The Centre Will Not Hold explores the life of the famous Joan Didion – professional observer and cultural spectator. The film gives only a small window into the complexity of her mind and the space in which she processes and understands the world, which stems from her capacity to sit above everything that is happening around her and just observe. From writing for Vogue, to war journalism, to her famous novels – from watching a child do acid, to reporting on the first gulf war – Didion is as prolific as she is insightful and majestic in her writing. Throughout the documentary she gives her first hand perspectives on love, relationships, motherhood, and grief – beautifully articulating it as “a place we do not know unless we’ve been there.” A beautiful woman, and an incredible film.

Thithi is a 2015 Kannada film from India that begins with the death of 101-year old Century Gowda, and follows his family as they prepare for his funeral celebration 11 days later. The story-line focuses on 3 generations of his descendants, as his son, grandson and great-grandson are caught up in individual dramas related to the impending funeral as well as their own personal aspirations. His son Gaddappa, an elderly wanderer, absconds with a traveling family of shepherds, his grandson Thammanna hatches an elaborate plan to claim the family land for himself, and his great-grandson Abhi becomes enamored by a young shepherd girl whom he pursues doggedly. Filmed using non-professional actors recruited from villages in the southern Karnataka state of India, Thithi is a humorous and enjoyable portrait of life in a rural part of South Asia rarely seen by the world-at-large. As a realistic slice-of-life, the film gives the viewer an outsider’s glimpse into not just the lifestyle of many residents of rural India, but also their elaborate customs and rituals related to death according to Hindu tradition. Thithi is the type of film that moves at its own deliberate pace, but ultimately provides a winning experience in both its storytelling and its cultural significance.

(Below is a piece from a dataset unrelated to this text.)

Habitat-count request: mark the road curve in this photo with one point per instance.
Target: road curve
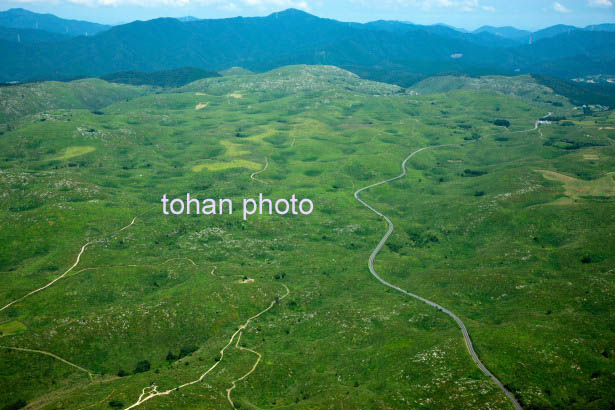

As the value of ivory appreciated by the Chinese middle-class, the demand for it has skyrocketed. This brought elephants to a dire outlook: extinction in as early as the next 15 years. “Traders in ivory actually want extension in elephants, the less elephants there are the more the price rises” as one of the commentators in the film says. To bring awareness to this threat, filmmakers went undercover for 16 months and followed the ivory from where it was stolen to where it hits the shelves of Hong Kong. The result is a genuine thriller, far more gripping than you’d expect from a documentary. It portrays the brave and hopeful men and women trying to combat these atrocities, the battle they may be losing, and all the obstacles they face. An extremely important watch.